Issue 61 | March 2010

Susan Wijffels honoured with two significant science awards

Prof Neville Nicholls and Susan Wiffjels.

Prof Neville Nicholls and Susan Wiffjels

Hobart oceanographer, Susan Wijffels, is the recipient of two prestigious science awards, both in recognition of her leadership in ocean measurements.

Susan received the Australian Meteorological and Oceanographic Society's Priestley Medal from the Society's National President, Prof Neville Nicholls, and in the next few weeks will be formally presented with the Royal Society of Tasmania's MR Banks Medal.

Susan leads Australia's primary ocean observation research group in the Wealth from Oceans Flagship (WfO) and the Australian Integrated Marine Observing System.

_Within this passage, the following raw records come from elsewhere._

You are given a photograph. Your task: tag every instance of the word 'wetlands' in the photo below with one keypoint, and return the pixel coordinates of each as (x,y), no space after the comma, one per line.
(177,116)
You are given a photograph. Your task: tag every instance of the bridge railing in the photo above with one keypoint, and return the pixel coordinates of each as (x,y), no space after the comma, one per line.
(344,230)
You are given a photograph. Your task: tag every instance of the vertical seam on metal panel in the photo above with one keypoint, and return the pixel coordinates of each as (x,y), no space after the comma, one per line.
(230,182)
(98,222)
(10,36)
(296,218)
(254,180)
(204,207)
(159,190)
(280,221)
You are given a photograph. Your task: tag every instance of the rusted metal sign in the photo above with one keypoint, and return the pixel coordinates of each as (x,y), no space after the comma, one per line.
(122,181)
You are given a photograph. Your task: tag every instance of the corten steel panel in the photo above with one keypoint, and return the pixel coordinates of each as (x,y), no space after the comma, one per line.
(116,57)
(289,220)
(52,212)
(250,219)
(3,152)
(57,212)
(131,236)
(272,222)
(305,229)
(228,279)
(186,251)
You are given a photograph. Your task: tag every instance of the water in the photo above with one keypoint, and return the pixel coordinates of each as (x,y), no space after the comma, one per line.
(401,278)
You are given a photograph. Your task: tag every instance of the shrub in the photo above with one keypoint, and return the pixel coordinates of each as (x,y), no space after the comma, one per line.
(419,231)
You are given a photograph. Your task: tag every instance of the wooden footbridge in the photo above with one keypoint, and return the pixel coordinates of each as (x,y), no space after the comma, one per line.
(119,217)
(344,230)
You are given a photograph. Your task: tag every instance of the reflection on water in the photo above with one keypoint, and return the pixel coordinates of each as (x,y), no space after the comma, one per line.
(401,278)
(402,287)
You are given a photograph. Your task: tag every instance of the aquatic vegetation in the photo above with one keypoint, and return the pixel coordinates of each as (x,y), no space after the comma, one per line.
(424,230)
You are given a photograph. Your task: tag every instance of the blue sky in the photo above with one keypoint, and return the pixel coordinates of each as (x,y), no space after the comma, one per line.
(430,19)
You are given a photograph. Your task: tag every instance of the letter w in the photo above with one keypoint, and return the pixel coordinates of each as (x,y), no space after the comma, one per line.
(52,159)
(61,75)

She is a world expert on the way ocean currents transport salt and freshwater between oceans – a vital aspect of global ocean circulation and its role in the Earth's climate.

Making the AMOS Priestley Medal presentation, Prof Nicholls said Susan's research has been critical to our understanding and prediction of climate.

'Her innovative work on the Indonesian Throughflow and her development of methods for deducing long-term trends in the global hydrological cycle from ocean data, have resulted in landmark studies.

'In recent years, she has provided exemplary leadership of the Australian Argo team, yet continued to maintain an impressive publication record of highly cited journal papers', he said.

The awards were presented for her leadership in measurement techniques in global ocean studies, which have contributed to recognition that the oceans are absorbing and accumulating heat as a result of global warming.

In 1999, she led the first trial of ten Argo robotic profilers in the Indian Ocean, north-west of Australia. Since then, almost 6 800 profilers have been deployed in all the world's oceans, including in the past year under the ice in the Antarctic. As of 1 March this year, 3 350 profilers are operating and providing data to scientists, with Australia's 170 floats making it the fifth largest national contribution.

Another major project she led for Australia included INSTANT, a $3 million, five-nation project to deploy moored instruments in a series of straits and passages of the Indonesian Archipelago. With colleagues, Susan worked to resolve an ocean data issue from the 1980s relevant to heat content in the ocean and global sea level rise. This research was published in Nature.

As well as being a research leader with WfO, Susan led CSIRO's management of an international program to train young scientists in modelling, jointly conducted with the University of Tasmania.

Originally from Geraldton, Susan obtained her honours degree at Flinders University, South Australia, and undertook doctoral research at the Massachusetts Institute of Technology and Woods Hole Oceanographic Institution in Massachusetts.

In 1997, the Royal Society of Tasmania instituted the MR Banks Medal to be awarded biennially to a scholar of distinction in mid-career and in any field relevant to the Society. The Medal is to honour Dr MR Banks' contribution to science and to the Royal Society of Tasmania.